Can you help me, please?
$G=D_{2n}\geq H=⟨x^{n-2}⟩$, where $H$ is the commutator subgroup. Now if we factorize G by H, we get $G/H \cong ⟨x,y| x^2=y^2=1, xy=yx⟩\cong C_2\times C_2$. The order of this group is 4, so obviously the number of 1 dimensional representations must be 4:
$ \chi_{id}$, the trivial representation,$ \chi_{2}$ takes value $1$ on $id \in G$ and $x^i, i =1,2,...,\frac{n-1}{2}$ and $-1$ on $y$ and $yx$, $\chi_3$ and $\chi_4$ are $(-1)^i$ for $ i=0,1,...,\frac{n-1}{2}$ and $\chi_3 (y)=1$, $\chi_4 (y)=-1$, $\chi_3(xy)=-1$, $\chi_4(xy)=1$.

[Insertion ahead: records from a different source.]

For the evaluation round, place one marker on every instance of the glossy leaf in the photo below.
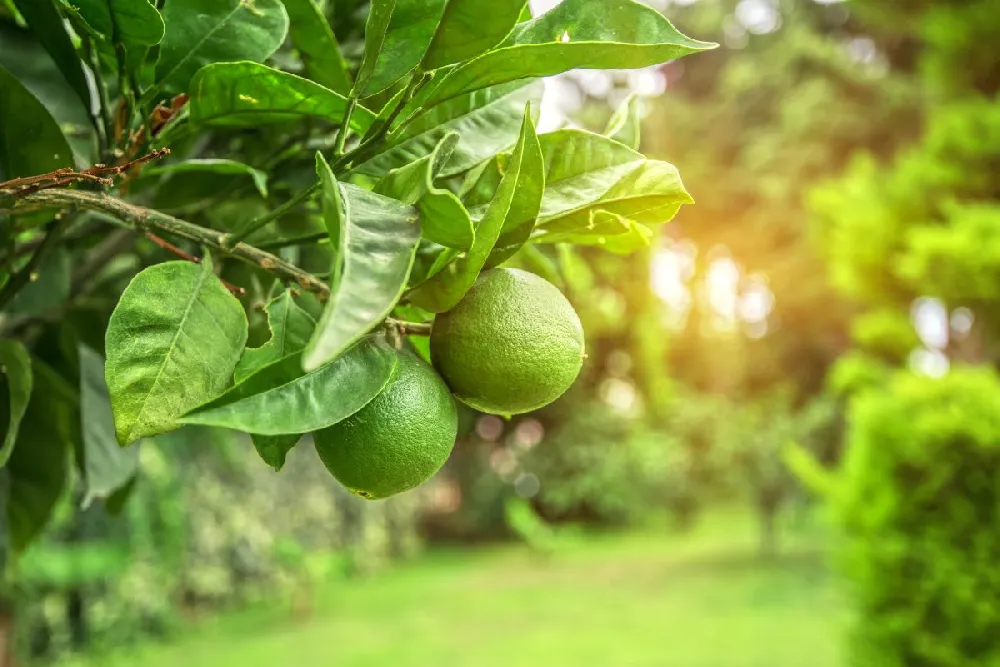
(250, 95)
(15, 364)
(273, 449)
(313, 401)
(203, 32)
(577, 34)
(521, 219)
(376, 254)
(47, 24)
(379, 16)
(22, 115)
(198, 168)
(38, 466)
(586, 171)
(610, 231)
(402, 45)
(487, 122)
(334, 217)
(626, 123)
(107, 466)
(314, 39)
(291, 327)
(443, 218)
(470, 28)
(134, 23)
(524, 173)
(24, 57)
(172, 342)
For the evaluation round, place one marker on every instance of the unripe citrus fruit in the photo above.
(511, 345)
(397, 441)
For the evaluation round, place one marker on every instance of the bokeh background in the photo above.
(783, 451)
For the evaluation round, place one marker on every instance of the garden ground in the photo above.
(648, 598)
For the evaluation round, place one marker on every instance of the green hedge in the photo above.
(920, 503)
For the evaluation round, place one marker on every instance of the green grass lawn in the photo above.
(647, 598)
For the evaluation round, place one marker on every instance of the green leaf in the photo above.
(22, 115)
(15, 364)
(39, 464)
(131, 21)
(134, 23)
(586, 171)
(274, 448)
(334, 216)
(376, 254)
(47, 24)
(607, 230)
(314, 39)
(443, 218)
(487, 122)
(626, 122)
(396, 47)
(107, 466)
(313, 401)
(291, 327)
(202, 32)
(172, 343)
(577, 34)
(249, 95)
(198, 168)
(379, 16)
(520, 222)
(524, 173)
(470, 28)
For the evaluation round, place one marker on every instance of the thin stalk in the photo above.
(236, 237)
(18, 280)
(144, 220)
(345, 127)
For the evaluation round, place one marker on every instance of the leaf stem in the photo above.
(235, 290)
(144, 219)
(232, 239)
(18, 280)
(345, 127)
(107, 139)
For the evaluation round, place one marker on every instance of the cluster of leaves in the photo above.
(917, 496)
(386, 165)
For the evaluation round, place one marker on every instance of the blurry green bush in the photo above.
(207, 526)
(919, 499)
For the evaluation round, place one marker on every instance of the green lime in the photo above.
(511, 345)
(397, 441)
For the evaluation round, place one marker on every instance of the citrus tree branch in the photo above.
(409, 328)
(148, 220)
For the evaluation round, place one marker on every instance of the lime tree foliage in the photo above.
(249, 215)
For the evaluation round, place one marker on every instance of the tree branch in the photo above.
(409, 328)
(145, 220)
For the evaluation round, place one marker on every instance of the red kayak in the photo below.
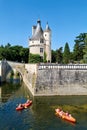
(20, 107)
(27, 104)
(65, 115)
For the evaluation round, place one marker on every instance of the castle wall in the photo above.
(57, 80)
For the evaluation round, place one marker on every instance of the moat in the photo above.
(41, 115)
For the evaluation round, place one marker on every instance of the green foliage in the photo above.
(35, 58)
(11, 74)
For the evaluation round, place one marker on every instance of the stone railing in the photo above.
(62, 66)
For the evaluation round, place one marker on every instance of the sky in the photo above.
(66, 18)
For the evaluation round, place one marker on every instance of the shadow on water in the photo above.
(41, 115)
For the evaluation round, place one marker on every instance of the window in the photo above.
(41, 50)
(41, 41)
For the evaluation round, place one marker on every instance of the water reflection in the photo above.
(41, 115)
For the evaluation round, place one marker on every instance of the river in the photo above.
(41, 115)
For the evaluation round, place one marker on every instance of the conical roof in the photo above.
(47, 27)
(38, 32)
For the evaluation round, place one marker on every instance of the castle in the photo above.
(40, 42)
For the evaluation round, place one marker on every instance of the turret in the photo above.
(47, 37)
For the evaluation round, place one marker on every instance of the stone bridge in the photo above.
(7, 66)
(49, 79)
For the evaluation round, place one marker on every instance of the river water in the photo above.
(41, 115)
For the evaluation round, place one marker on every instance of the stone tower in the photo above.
(40, 42)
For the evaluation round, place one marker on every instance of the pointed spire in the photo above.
(47, 27)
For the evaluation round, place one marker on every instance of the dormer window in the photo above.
(41, 41)
(41, 50)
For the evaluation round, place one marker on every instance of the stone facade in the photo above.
(57, 80)
(40, 42)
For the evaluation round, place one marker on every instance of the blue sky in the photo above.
(66, 18)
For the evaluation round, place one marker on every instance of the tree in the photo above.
(78, 47)
(66, 54)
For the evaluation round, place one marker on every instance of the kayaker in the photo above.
(67, 114)
(61, 113)
(20, 105)
(28, 101)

Now we can construct the further representations with induction. We will use the fact, that $$\chi\uparrow_H^G = \sum_{[t\in G/H], t^{-1}gt\in H}\chi (t^{-1}gt)$$
Let $\xi_n$ be a primitive $n$th root of unity. Then for $ 1\leq s \leq \frac{n}{2}-1$, $\chi_{\xi_n ^s}(id)=2$ (these are 2 dimensional representations) and on $x^i, i=1,...,\frac{n-1}{2} $ it is $\xi_n ^i+\xi_n ^{-i}$, $\chi_{\xi_n ^s}(y)=\chi_{\xi_n ^s}(xy)=0$.
We can use Frobenius reciprocity to check this character table.